Sunday 5 December 2010

Dead Man's Ember



Silence here this last month, not for want of things to say - if only! - but due to all sorts of time pressures and deadlines and, ahem, life changes, personal and professional, all of which managed to organize themselves to fall together all at once.

One fun pressure, though, was organising with Liam McIlvanney a symposium down in Dunedin for St Andrews day, on poetic relations between James K Baxter and Robert Burns.

I had such a good time down there, and the symposium was as good an event as I could have imagined it being. Important details first: the day was free and open to the public, thanks to the generosity and democratic ideals of the folk running the Centre for Irish and Scottish Studies. That makes for a tough, well-read and exacting audience, all the more so given Dunedin's historical connections with both figures. It’s also, it seems to me, like free and open publishing online, one of the material pre-requisites enabling the kind of work - and audience - we need in the humanities.



All the speakers were stimulating and left me with plenty of pondering to be getting on with. There was so much research and reflection supporting all the presentations, and they fed into one another in useful ways. I’m grateful to them all for the obvious work they’d put in, and the effort of engagement that went in to the day and the conversations surrounding it. There were writerly reflections; on national bards and poetic form from Ian Wedde (about whom I’ve enthused over earlier); on debt and influence from Jeffrey Paparoa Holman, on Burns and animals from Keri Hulme. We had careful scholarship from critics John Dennison (whose JNZL piece on cross-cultural poetics you should read if you haven’t yet), Paul Millar, Lawrence Jones and Geoff Miles, and historical work from John Stenhouse and Penny Griffith.

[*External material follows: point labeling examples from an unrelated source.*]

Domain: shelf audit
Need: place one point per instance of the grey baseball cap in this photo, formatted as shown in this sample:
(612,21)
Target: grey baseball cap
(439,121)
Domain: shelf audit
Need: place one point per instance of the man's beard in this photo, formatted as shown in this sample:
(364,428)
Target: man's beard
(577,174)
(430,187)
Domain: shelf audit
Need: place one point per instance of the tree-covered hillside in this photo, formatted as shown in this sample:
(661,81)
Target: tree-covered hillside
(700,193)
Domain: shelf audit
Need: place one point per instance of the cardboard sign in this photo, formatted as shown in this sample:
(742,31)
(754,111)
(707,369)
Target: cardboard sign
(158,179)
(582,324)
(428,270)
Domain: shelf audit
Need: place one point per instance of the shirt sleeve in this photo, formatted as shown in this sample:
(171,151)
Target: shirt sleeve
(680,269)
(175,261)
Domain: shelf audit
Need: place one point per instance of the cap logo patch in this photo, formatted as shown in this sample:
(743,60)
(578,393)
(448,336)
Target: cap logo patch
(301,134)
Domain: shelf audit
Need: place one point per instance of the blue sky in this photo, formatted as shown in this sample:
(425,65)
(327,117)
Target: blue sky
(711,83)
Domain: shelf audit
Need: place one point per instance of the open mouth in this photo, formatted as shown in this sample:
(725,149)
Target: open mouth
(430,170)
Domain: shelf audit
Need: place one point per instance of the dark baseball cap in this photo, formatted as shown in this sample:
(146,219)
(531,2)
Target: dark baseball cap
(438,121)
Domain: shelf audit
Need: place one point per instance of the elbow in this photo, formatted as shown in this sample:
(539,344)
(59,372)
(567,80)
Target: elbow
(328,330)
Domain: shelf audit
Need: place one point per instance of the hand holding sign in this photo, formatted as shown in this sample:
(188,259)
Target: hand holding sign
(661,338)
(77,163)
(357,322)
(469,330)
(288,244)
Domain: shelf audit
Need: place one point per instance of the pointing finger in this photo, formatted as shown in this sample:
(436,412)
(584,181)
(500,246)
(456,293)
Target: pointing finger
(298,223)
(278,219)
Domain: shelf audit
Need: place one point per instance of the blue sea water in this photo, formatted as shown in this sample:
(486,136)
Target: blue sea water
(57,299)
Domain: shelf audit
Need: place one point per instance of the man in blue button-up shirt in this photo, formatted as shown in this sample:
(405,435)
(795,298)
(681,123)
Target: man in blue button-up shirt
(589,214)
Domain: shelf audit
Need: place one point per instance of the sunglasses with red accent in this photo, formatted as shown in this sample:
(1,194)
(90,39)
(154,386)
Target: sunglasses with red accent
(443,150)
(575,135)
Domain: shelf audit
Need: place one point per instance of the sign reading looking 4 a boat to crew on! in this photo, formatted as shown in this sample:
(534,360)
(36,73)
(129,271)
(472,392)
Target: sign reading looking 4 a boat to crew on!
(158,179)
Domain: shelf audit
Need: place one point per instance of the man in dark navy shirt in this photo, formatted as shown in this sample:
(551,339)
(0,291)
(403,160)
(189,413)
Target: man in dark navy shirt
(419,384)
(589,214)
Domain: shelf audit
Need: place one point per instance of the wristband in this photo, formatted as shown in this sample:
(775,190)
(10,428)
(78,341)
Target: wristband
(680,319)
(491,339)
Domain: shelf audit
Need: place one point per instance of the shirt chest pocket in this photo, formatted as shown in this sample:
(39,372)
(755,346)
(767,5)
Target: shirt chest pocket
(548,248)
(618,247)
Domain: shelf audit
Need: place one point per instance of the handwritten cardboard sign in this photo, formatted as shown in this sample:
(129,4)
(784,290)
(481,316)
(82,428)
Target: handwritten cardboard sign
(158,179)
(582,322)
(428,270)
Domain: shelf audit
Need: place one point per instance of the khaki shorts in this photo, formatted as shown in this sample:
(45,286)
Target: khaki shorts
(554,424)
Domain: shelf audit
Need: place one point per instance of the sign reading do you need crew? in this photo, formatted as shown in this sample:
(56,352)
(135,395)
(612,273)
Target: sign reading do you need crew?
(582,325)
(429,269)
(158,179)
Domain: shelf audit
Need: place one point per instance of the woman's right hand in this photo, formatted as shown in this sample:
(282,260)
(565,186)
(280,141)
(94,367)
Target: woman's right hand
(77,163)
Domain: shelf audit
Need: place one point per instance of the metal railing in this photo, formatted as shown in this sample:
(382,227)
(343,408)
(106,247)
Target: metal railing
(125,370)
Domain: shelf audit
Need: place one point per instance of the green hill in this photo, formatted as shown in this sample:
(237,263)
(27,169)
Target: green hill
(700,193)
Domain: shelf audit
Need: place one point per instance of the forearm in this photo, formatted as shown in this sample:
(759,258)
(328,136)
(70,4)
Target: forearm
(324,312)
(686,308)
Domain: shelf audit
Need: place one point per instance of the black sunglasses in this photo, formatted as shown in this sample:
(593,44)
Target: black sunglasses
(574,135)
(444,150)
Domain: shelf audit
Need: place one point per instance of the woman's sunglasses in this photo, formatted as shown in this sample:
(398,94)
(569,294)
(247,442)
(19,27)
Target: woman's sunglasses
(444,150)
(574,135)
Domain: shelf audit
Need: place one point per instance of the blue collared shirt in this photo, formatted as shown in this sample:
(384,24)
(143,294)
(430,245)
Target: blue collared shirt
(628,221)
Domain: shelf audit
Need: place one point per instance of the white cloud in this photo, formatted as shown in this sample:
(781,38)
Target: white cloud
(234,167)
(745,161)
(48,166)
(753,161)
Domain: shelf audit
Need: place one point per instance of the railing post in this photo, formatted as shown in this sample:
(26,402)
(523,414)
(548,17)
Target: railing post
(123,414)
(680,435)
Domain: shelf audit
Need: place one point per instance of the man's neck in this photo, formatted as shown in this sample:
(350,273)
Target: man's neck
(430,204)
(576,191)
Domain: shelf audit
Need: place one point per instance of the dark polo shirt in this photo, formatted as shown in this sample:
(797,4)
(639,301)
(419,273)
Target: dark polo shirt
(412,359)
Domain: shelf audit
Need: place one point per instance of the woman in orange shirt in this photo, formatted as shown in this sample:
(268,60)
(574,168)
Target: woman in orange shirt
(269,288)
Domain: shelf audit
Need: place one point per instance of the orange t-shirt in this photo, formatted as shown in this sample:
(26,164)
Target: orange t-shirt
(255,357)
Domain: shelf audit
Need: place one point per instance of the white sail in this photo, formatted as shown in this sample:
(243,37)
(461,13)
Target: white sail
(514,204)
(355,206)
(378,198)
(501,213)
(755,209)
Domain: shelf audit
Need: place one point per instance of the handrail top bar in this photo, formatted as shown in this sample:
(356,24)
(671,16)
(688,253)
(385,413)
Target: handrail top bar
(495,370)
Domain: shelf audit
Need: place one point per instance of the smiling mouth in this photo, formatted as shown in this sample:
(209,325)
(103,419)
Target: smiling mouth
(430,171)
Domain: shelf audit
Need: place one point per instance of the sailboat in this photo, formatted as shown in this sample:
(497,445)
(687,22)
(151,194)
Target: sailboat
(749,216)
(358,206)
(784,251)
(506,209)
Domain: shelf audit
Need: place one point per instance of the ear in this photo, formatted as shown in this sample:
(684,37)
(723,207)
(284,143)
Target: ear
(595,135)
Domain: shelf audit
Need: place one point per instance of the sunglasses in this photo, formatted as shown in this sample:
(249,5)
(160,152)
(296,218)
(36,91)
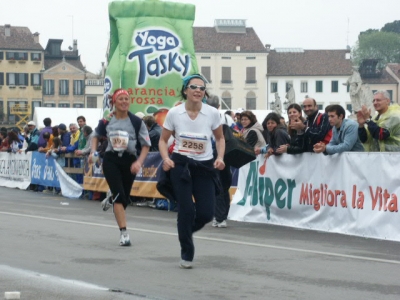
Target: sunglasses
(195,87)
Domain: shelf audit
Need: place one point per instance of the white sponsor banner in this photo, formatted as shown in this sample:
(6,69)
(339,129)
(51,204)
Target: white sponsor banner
(350,193)
(69,187)
(15,170)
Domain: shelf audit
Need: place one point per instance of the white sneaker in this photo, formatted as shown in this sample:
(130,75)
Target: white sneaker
(222,224)
(124,240)
(106,203)
(184,264)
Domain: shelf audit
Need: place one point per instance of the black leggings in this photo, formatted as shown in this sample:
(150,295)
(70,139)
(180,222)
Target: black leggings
(117,171)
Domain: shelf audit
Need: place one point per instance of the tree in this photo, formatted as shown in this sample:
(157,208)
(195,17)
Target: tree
(378,45)
(392,27)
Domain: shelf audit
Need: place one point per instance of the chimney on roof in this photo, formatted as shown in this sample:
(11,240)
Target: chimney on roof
(238,47)
(348,52)
(7,30)
(36,37)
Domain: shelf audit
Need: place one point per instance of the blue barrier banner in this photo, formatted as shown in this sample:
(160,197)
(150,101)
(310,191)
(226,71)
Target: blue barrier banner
(44,170)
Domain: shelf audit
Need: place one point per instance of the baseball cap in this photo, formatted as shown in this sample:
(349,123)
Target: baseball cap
(62,126)
(239,111)
(140,114)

Oh, and on Burns: do look up the latest International Journal of Scottish Literature, a special issue on Burns at 250. It’s another free and open venture, in keeping with today’s theme. All the articles are worthwhile; I want to draw your attention in particular to Liam McIlvanney’s editorial, which rehearses a few of the points he made during the symposium, and Jeffrey Skoblow’s two talks on Burns, the first of which is a particularly fine and free-wheeling set of reflections on song and the nation.